Flávio Dino resolveu usar uma imagem forte para descrever o que todos veem, mas poucos têm coragem de enfrentar: Brasília virou o palco de um desfile interminável de “elefantes pintados de azul”.

A metáfora é perfeita para o absurdo que, de tão grande e berrante, torna-se invisível, muitas vezes por conveniência. Dino, que circula pelos corredores do poder desde 1999, diz nunca ter visto tamanha quantidade de disparates desfilando pela Esplanada sob o olhar complacente de quem deveria estar vigiando.

A análise de bastidor dá nome aos bois – ou melhor, aos elefantes. O maior deles atende pelo nome de Caso Master, que explodiu em um dos maiores escândalos financeiros da nossa história. É o elefante azul que muitos sabiam que estava lá.

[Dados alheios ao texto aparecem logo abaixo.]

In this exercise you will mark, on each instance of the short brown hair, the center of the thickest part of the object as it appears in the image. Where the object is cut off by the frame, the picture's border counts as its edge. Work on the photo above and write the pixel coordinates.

E a manada não para por aí. Temos as emendas parlamentares sem transparência, ministros do TST ganhando para “ensinar” advogados a atuar nos tribunais onde eles mesmos julgam, o Congresso tentando atuar como revisor das decisões do Supremo, entre outros.

A oposição acredita que esse desfile de absurdos será o carrasco de Lula nas urnas de outubro. Fica a pergunta no ar: será que o eleitor, no dia de depositar o voto, estará olhando para os elefantes do Poder? Em Brasília, a manada azul continua passeando livremente, e o silêncio de quem finge não ver é o que permite que o absurdo continue desfilando na nossa frente.